To check the current price and Availability of Ultra-Pro Top Loaders, click here to view them on Amazon.
Divide Cards in Boxes
The last thing to do before dealing with the card boxes is to use dividers within the boxes. Once again, this is something you’ll want to invest in for your collection because sets and teams will be even harder to keep track of as your collection grows.
Dividers can also be used to separate common cards from rares and, the best kind, chromatic cards. While you may be able to keep track of which box a card is in, most card boxes can hold hundreds or thousands of cards so dividers are necessary to save time.
Binders are another useful and cheap option to store your collection with a few differences. Most of the time, binders allow you to see cards in pages without having to pull any out and have sleeves to put the cards in.
It’s still a good idea to put a “penny sleeve” on your cards before sliding them in place, but binders are also very limited. Card boxes come in all kinds of shapes and sizes to hold multiple types of cards and protective covers.
Binders are a one-size-fits-all storage, which means magnetic cases and sometimes toploaders won’t fit. On top of that, binders usually hold significantly less cards which means you’ll probably have more binders that take up more space in the long run.
Still, they’re a good option for anyone that’s just starting their collection or if you want to store a specific set separately from the cards in a box.
Organize and Store the Card Boxes
While not nearly as complex as organizing the collection itself, it’s still important to decide how you plan to organize your boxes. Like the dividers, you might want to have one box dedicated solely to rares, chromes, or autographs while the commons are all to themselves.
Keep in mind that baseball cards are just a thicker paper at the end of the day, which means they’re susceptible to aging and moisture. If you truly plan to protect your collection, it’s a good idea to have climate-controlled storage to avoid humidity-related damages.
Magnetic cases are a lot better about keeping cards safe, which is why they’re so useful for special cards, but the other sleeves don’t do much to stop temperature or natural age. Air control is pretty much your best friend to keep a collection safe.
To check the current price and availability of Ultra-Pro Magnetic Card Holders, click here to view it on Amazon.
Label Your Boxes
The last step that might not seem useful to some is to label your boxes. If you’ve only got enough cards in your collection for a couple boxes, labels may not seem necessary but what about when your collection grows?

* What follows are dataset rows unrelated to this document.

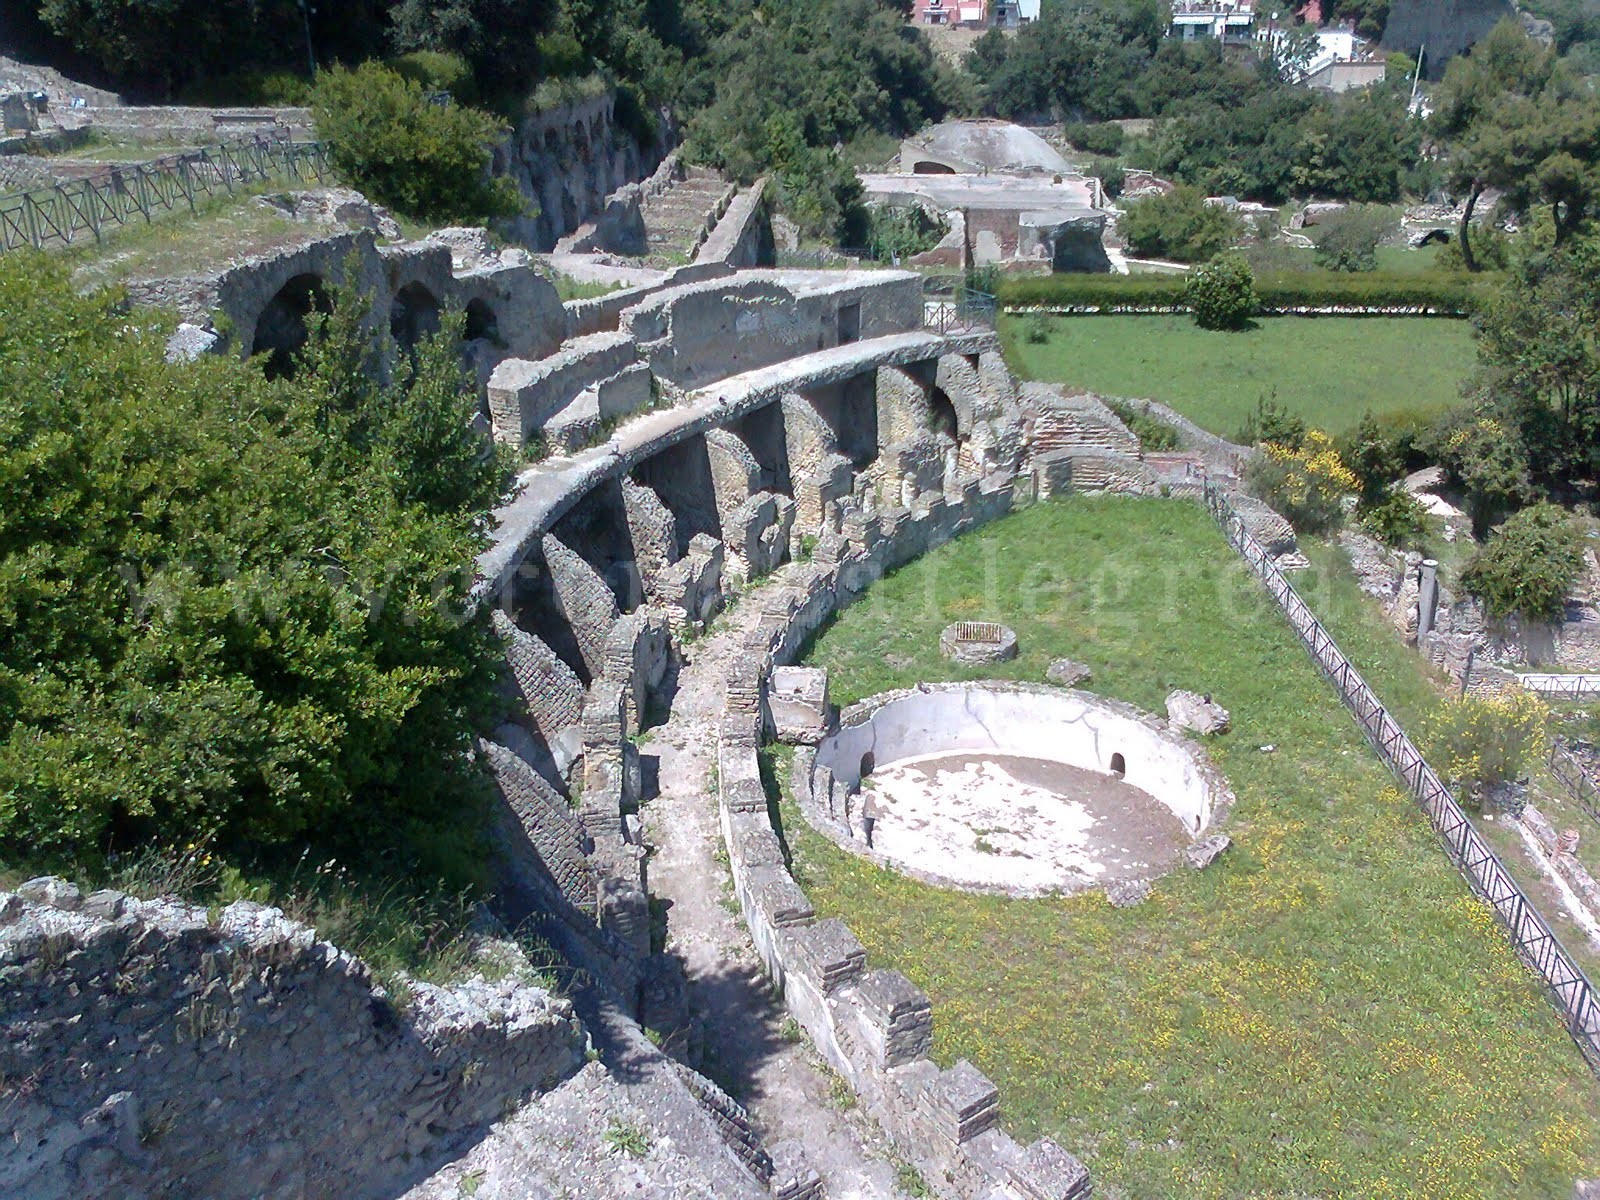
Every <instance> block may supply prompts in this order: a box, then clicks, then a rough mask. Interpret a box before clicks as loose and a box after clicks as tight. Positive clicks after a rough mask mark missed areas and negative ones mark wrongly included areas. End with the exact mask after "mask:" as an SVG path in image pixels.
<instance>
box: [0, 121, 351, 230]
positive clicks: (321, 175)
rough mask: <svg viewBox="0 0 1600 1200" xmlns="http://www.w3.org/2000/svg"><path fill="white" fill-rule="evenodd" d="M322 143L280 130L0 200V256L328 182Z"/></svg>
mask: <svg viewBox="0 0 1600 1200" xmlns="http://www.w3.org/2000/svg"><path fill="white" fill-rule="evenodd" d="M328 174H330V171H328V155H326V150H325V149H323V144H322V142H296V141H294V139H293V136H291V134H290V133H288V130H272V131H269V133H258V134H253V136H250V138H242V139H238V141H230V142H221V144H218V146H205V147H200V149H195V150H184V152H181V154H170V155H165V157H162V158H154V160H150V162H147V163H131V165H125V166H107V168H106V170H104V171H98V173H94V174H93V176H86V178H83V179H72V181H67V182H58V184H51V186H50V187H35V189H32V190H27V192H14V194H11V195H0V251H10V250H19V248H21V246H34V248H35V250H43V248H45V246H51V245H62V246H66V245H72V243H74V242H77V240H78V238H80V237H83V235H85V234H91V235H93V237H94V240H96V242H98V240H99V238H101V232H102V230H104V229H107V227H112V226H123V224H126V222H128V221H133V219H134V218H138V216H142V218H144V219H146V221H150V219H152V218H154V214H155V213H165V211H170V210H173V208H178V206H179V205H189V211H194V208H195V202H197V200H198V198H203V197H208V195H211V194H214V192H219V190H227V192H232V190H234V189H235V187H242V186H246V184H251V182H262V181H269V179H286V181H294V182H317V181H322V179H325V178H328Z"/></svg>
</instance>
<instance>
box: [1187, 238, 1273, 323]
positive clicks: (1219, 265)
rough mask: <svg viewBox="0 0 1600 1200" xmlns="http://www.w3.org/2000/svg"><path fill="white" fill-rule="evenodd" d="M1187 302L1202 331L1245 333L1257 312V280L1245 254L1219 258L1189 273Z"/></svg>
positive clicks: (1257, 299)
mask: <svg viewBox="0 0 1600 1200" xmlns="http://www.w3.org/2000/svg"><path fill="white" fill-rule="evenodd" d="M1184 299H1187V301H1189V309H1190V310H1192V312H1194V315H1195V325H1198V326H1200V328H1202V330H1243V328H1245V326H1246V325H1248V323H1250V318H1251V315H1254V312H1256V304H1258V298H1256V278H1254V275H1251V274H1250V264H1248V262H1245V258H1243V256H1242V254H1219V256H1218V258H1214V259H1211V261H1210V262H1206V264H1205V266H1203V267H1195V269H1194V270H1190V272H1189V278H1187V280H1186V286H1184Z"/></svg>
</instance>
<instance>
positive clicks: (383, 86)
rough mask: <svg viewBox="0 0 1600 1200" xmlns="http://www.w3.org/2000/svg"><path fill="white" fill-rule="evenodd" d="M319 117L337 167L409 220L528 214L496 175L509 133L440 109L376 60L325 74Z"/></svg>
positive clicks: (342, 171) (322, 84)
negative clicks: (413, 218) (492, 176)
mask: <svg viewBox="0 0 1600 1200" xmlns="http://www.w3.org/2000/svg"><path fill="white" fill-rule="evenodd" d="M312 112H314V115H315V120H317V133H318V136H320V138H322V139H323V141H325V142H326V144H328V155H330V158H331V160H333V166H334V170H336V171H338V173H339V174H341V176H342V178H344V179H349V181H350V182H352V184H355V186H357V187H360V189H362V190H363V192H366V194H368V195H370V197H371V198H373V200H378V202H379V203H384V205H389V206H390V208H394V210H397V211H398V213H403V214H405V216H411V218H419V219H427V221H440V222H448V221H485V219H488V218H498V216H515V214H517V213H520V211H522V206H523V203H522V198H520V197H518V194H517V189H515V186H514V184H512V182H510V181H509V179H504V178H501V179H491V178H490V160H491V157H493V149H494V146H496V144H498V142H499V141H501V139H502V138H504V136H506V133H507V128H506V126H504V125H501V123H499V122H498V120H494V118H493V117H490V115H488V114H486V112H478V110H477V109H470V107H466V106H461V104H434V102H430V101H429V96H427V93H426V91H424V90H422V86H421V85H419V83H414V82H411V80H408V78H403V77H402V75H400V74H397V72H394V70H390V69H387V67H384V66H381V64H376V62H366V64H363V66H360V67H357V69H355V70H347V69H344V67H333V69H331V70H325V72H322V74H320V75H318V77H317V91H315V101H314V104H312Z"/></svg>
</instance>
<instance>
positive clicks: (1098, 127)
mask: <svg viewBox="0 0 1600 1200" xmlns="http://www.w3.org/2000/svg"><path fill="white" fill-rule="evenodd" d="M1061 133H1062V136H1064V138H1066V139H1067V141H1069V142H1072V146H1074V147H1075V149H1078V150H1083V152H1085V154H1104V155H1114V154H1117V152H1120V150H1122V142H1123V130H1122V126H1120V125H1115V123H1112V122H1106V123H1104V125H1088V123H1085V122H1070V123H1067V125H1064V126H1061Z"/></svg>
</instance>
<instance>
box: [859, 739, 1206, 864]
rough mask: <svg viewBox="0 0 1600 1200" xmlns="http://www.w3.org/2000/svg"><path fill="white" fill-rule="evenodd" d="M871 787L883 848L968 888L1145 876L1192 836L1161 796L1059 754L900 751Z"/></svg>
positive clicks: (1170, 862) (867, 792) (876, 823)
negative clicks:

Once you’ve gathered cards for a few years or even decades, you’ll have an expansive assortment of boxes and cases. It’s easy to keep track of 2 boxes, but what about 10? Instead of having to open each one, labels save time.
You can either purchase adhesive labels and fill them in or write a label with a marker. Either way, putting a lasting label on each box can help. If the box is full of commons you might just write “commons,” or if it’s all cards of one team you could label it with that team name.
You’ve probably spent years amassing a baseball collection worthy of flaunting, so why wouldn’t you want to make sure that your cards are protected and organized properly? Hopefully by this point you have a better understanding of how to go about that.
To recap, you should start by deciding on an order that makes sense to you. The personal factor is important, because everyone organizes things differently based on how they think. Once you’ve got your order, it will help you create or join a database for your cards.
The last step is to simply protect and store your cards, which can be done with a sleeve, toploader, or magnetic cases for the rarest of your collection. At the end of the day, you should be able to preserve your newly organized baseball card collection!